Scientists Store Video Data in the DNA of Living Organisms
The bacteria E. coli might sometimes make us sick, but they have served as a workhorse in science. They teach us about DNA and produce ingredients for drugs and fuel molecules. Now E. coli can claim one more skill: They can store our digital data.
In a report published today in Nature, Harvard researchers demonstrate that it is possible to archive images and movies in the DNA of living E. coli cells.
Researchers are continually developing more efficient ways to store digital data. DNA, the building blocks of life, emerged in the mid-1990s as a potential medium. DNA is, after all, just a code—chemicals symbolized by the letters A, T, G, and C—and it can pack a lot of information into a very small space.

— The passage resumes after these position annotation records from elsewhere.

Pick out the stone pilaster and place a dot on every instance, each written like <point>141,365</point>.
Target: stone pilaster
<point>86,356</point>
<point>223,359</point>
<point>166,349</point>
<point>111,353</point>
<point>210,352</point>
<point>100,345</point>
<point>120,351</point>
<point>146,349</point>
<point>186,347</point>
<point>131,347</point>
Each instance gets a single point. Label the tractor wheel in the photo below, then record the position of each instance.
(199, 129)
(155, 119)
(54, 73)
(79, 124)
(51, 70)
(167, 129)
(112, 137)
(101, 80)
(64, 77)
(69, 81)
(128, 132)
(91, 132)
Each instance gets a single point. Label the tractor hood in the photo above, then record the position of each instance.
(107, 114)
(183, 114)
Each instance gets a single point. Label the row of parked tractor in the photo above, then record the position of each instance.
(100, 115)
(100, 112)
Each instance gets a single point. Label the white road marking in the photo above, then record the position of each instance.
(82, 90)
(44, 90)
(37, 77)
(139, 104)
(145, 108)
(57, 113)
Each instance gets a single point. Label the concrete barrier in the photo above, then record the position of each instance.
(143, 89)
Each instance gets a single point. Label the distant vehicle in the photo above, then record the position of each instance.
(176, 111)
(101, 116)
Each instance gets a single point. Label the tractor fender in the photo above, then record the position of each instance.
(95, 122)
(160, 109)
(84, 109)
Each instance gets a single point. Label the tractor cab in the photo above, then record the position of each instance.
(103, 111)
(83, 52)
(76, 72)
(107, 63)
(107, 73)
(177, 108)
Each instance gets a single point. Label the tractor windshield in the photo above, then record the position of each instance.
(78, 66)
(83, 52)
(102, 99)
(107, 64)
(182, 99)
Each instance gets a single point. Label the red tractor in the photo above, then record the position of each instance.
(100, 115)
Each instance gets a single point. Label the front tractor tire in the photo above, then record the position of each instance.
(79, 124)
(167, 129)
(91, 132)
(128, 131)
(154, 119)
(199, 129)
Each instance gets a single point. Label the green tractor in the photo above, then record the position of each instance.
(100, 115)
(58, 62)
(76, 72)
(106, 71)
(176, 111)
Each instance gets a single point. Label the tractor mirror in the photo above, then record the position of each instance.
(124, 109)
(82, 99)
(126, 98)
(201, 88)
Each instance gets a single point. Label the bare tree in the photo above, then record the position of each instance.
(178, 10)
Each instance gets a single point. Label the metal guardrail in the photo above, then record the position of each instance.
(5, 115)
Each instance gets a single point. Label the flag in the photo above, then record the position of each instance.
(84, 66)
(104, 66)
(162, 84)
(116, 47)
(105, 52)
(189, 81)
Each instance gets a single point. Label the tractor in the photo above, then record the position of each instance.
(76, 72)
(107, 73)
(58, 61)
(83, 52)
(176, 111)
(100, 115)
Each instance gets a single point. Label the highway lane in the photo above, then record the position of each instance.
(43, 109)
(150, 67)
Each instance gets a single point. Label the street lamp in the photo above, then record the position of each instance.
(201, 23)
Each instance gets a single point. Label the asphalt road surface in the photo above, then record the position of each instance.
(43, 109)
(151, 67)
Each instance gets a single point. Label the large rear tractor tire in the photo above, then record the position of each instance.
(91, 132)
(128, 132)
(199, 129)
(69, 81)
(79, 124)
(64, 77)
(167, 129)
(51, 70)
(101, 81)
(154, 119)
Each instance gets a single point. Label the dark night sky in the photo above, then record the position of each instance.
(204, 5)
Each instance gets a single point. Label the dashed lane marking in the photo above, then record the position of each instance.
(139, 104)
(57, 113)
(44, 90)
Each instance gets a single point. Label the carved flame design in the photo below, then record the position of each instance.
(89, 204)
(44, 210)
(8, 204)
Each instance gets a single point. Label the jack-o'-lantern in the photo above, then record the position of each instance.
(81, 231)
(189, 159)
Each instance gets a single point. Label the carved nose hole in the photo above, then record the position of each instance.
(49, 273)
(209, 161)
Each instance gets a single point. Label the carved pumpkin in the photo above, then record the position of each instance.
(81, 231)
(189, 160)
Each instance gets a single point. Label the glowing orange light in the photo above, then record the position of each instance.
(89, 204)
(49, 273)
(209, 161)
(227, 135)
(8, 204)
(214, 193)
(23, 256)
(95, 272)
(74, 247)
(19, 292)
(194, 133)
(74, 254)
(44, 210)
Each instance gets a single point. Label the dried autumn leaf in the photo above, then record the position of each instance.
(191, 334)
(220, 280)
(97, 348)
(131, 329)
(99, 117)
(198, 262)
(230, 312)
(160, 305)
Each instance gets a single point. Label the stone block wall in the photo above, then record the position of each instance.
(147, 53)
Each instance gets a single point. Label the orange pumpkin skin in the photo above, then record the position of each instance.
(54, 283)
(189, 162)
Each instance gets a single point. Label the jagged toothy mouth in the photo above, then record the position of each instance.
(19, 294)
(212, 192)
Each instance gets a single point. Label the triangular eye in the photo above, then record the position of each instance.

The idea has gained momentum over the last five years. Harvard scientists in 2012 encoded a book in synthesized DNA, and researchers in March reported that they had stored 200 megabytes of data in it—likely the largest amount yet. Even Microsoft has been storing data in DNA. But until now, no one had encoded data right into a living organism, says Seth Shipman, a neuroscientist at Harvard who led the experiments. “That’s much more difficult,” he says.
Shipman and his colleagues encoded into E. coli’s DNA an image and short movie using the gene editing technology CRISPR. The movie, a 36 x 26-pixel GIF of one of the first moving images ever recorded: a galloping mare named Annie G., by Eadweard Muybridge. Shipman and his colleagues retrieved the image and movie with about 90% accuracy using DNA sequencing technology.